Quantifying spike train synchrony and directionality: Measures and Applications
Thomas Kreuz
TL;DR
The paper addresses how to quantify spike train synchrony and directional propagation across $N$ spike trains over time, introducing time-scale independent ($D_I$) and time-resolved ($D_S$) measures along with SPIKE-Synchronization, SPIKE-Order, and Spike Train Order to reveal leader-follower dynamics and potential synfire patterns. It develops adaptive coincidence detection to pair spikes across trains and defines instantaneous dissimilarity profiles $I(t)$ and $S(t)$, together with multivariate extensions and latency-correction algorithms that operate on the spike time difference matrix (STDM). The work provides a cohesive framework for analyzing both reliability and discrimination in neural responses, enables latency-corrected alignment of sparse spike trains, and demonstrates applicability to artificial data and real neural recordings, with broad potential across neuroscience and other domains. Fully implemented tools (SPIKY, PySpike, cSPIKE) support these measures and algorithms, enabling researchers to quantify synchrony, directionality, and precise temporal structure in complex spike-train data and to explore extensions such as event-weighted analyses and cross-domain applications.
Abstract
By introducing the twin concepts of reliability and precision along with the corresponding measures, Mainen and Sejnowski's seminal 1995 paper "Reliability of spike timing in neocortical neurons" (Mainen and Sejnowski, 1995) paved the way for a new kind of quantitative spike train analysis. In subsequent years a host of new methods was introduced that measured both the synchrony among neuronal spike trains and the directional component, e.g. how activity propogates between neurons.

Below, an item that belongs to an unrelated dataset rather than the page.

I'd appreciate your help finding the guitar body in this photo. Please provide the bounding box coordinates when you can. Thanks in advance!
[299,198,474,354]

This development culminated with a new class of measures that are both time scale independent and time resolved. These include the two spike train distances ISI- and SPIKE-Distance as well as the coincidence detector SPIKE-Synchronization and its directional companion SPIKE-Order. This article will not only review all of these measures but also include two recently proposed algorithms for latency correction which build on SPIKE-order and aim to optimize the spike time alignment of sparse spike trains with well-defined global spiking events. For the sake of clarity, all these methods will be illustrated on artificially generated data but in each case exemplary applications to real neuronal data will be described as well.